Philippe Tesson, journaliste, patron de presse et passionné de théâtre et de littérature est mort. De lui, le quotidien vespéral retient qu’il était non conformiste, au parcours digne de héros balzacien, qu’il avait les yeux bleus et malicieux et, évidemment, avec ces qualités, il était séducteur et débordant d’énergie.

Alain Beuve-Méry ajoute que, pour lui, l’argent était avant tout un moyen, pas une fin. Sans préciser qu’il était devenu un patron de presse d’une droite de combat grâce à la fortune de son épouse.

Le Monde termine par une formule inquiétante : « Pour lui, le journalisme devait servir avant tout à poser des questions. Et la presse oser, cultiver l’impertinence et déranger. » La haine de celui qui n’est pas français n’est pas de l’impertinence, mais un délit.

Philippe Tesson avait vraiment livré le fonds de sa pensée en janvier 2015 sur Europe 1. Emporté, il avait déclaré : « D’où vient le problème de l’atteinte à la laïcité, sinon des musulmans ? On le dit, ça ? Ben moi je le dis (…) C’est pas les musulmans qui amènent la merde en France aujourd’hui ? Il faut le dire, quoi ! »

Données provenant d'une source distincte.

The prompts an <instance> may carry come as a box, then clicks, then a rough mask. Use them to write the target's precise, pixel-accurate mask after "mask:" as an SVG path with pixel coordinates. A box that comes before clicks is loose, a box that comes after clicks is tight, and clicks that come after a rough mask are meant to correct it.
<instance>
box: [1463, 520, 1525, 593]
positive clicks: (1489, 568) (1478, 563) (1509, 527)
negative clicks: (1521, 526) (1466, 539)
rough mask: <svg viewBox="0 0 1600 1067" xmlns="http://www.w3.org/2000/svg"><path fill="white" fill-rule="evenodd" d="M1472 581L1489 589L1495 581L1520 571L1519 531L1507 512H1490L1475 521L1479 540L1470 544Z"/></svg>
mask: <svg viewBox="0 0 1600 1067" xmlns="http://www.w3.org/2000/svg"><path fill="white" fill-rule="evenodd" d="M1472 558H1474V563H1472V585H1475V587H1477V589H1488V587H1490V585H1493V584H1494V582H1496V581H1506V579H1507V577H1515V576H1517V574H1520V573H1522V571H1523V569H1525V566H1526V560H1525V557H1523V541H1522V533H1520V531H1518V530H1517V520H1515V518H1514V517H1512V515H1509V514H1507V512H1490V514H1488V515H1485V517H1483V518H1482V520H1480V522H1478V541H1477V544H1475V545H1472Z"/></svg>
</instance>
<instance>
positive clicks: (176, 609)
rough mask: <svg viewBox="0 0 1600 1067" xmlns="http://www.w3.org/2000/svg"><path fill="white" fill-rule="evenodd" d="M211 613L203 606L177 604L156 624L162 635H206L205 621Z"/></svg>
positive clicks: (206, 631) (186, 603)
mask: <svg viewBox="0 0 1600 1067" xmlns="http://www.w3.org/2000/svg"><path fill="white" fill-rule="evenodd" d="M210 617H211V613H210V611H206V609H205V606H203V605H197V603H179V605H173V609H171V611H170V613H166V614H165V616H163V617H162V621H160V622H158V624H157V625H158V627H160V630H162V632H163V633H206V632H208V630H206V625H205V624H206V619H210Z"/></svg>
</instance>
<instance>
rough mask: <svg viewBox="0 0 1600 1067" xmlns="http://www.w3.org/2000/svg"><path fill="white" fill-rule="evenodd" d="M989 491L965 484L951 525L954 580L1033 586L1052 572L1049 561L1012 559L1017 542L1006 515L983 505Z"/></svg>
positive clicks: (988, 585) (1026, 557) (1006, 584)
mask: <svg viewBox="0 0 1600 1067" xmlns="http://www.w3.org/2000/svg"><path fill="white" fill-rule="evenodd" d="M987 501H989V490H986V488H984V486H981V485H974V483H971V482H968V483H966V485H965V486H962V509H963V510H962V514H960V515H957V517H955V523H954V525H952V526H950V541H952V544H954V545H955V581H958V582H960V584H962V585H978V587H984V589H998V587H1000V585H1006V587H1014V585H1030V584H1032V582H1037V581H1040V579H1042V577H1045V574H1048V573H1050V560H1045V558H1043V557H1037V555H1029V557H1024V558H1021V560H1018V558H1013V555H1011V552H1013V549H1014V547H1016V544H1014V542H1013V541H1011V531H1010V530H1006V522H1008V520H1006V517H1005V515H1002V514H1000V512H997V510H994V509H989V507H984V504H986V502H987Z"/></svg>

Cette infamie lui avait valu d’être invité dans de nombreuses émissions qui lui avaient tendu le micro avec gourmandise. Par exemple, sur France Inter, Léa Salamé s’était particulièrement distinguée en débutant son interview par « Qu’est-ce qui s’est passé ? Que vous est-il arrivé ? » Tesson n’en demandait pas tant : « Je crois que je n’ai pas complètement tort, tout le monde en convient, s’il y a un problème avec la laïcité, ce ne sont pas les chrétiens qui le posent pour l’instant […], ce sont les musulmans (…) Ce qui a créé le problème, ça n’est quand même pas… C’est pas les Français (…) D’où vient le problème ? D’où vient le problème de l’atteinte à la laïcité sinon des musulmans ? ».

Léa Salamé n’avait rien trouvé à redire à ces propos racistes.

Tesson s’est encore longuement exprimé le lendemain sur France 5 dans l’émission C à vous, animée alors par Anne-Sophie Lapix, même s’il y a été plus bousculé.

Quant au Monde, il titrait alors : « Philippe Tesson admet un « dérapage » sur les musulmans, mais se défend « sur le fond » ».

Les propos de Philippe Tesson sont scandaleux, mais la mansuétude des médias à son égard sont insupportables. Il n’est pas étonnant, aujourd’hui, que Le Monde passe sous silence les propos diffamants dans son article nécrologique.

La haine des musulmans était viscérale chez Tesson, un grand bourgeois à l’instinct de classe fortement ancré. Un voyou.